For the reasons set forth in those opinions, the Court's
exercise of jurisdiction over Curaden AG does not violate
principles of due process.
Additionally,
Defendants contend that under Bristol-Myers Squibb Co. v.
Cal. Superior Court, __U.S.__, 137 S.Ct. 1773 (2017),
the Court lacks jurisdiction over the claims of any class
members residing outside of Michigan. Again, Defendants
advanced the same argument in their opposition to
Lyngaas's motion for class certification. Defs. Resp. to
Mot. for Class Certification at 6-10 (Dkt. 73).

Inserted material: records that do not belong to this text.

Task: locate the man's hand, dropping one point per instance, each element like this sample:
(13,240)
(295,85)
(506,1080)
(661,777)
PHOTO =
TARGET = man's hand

The Court
rejected that argument in its opinion granting Lyngaas's
motion for class certification, stating that it “has
jurisdiction over the claims brought by unnamed class
members, whether they received faxes in Michigan or
out-of-state.” 5/23/19 Op. at 34-37. For the reasons
set forth in that opinion, the Court has jurisdiction over
the claims of all unnamed class members.
B.
The TCPA
Lyngaas's
and the unnamed class members' claim arises from
Defendants' alleged violation of the TCPA, 47 U.S.C.
§ 227.[2] Under the TCPA,
It shall be unlawful for any person within the United States,
or any person outside the United States if the recipient is
within the United States -
(C) to use any telephone facsimile machine, computer, or
other device to send, to a telephone facsimile machine, an
unsolicited advertisement . . . .
47 U.S.C. § 227(b)(1)(C). An “unsolicited
advertisement” is defined as “any material
advertising the commercial availability or quality of any
property, goods, or services which is transmitted to any
person without that person's prior express invitation or
permission, in writing or otherwise.” § 227(a)(5).
1.
The Faxes Were Advertisements
It is
uncontested by Defendants that the two faxes at issue in this
case qualify as “advertisements.” The parties
stipulate that “[t]he faxes depict products which
Curaden USA sells in the United States” and that
Lyngaas “received faxes advertising the Curaprox
Ultra-Soft CS 5460 toothbrush.” SoF ¶¶ 1, 28;
3/8/16 Fax, Pl. Trial Ex. 2 (Dkt. 121-1); 3/28/16 Fax, Pl.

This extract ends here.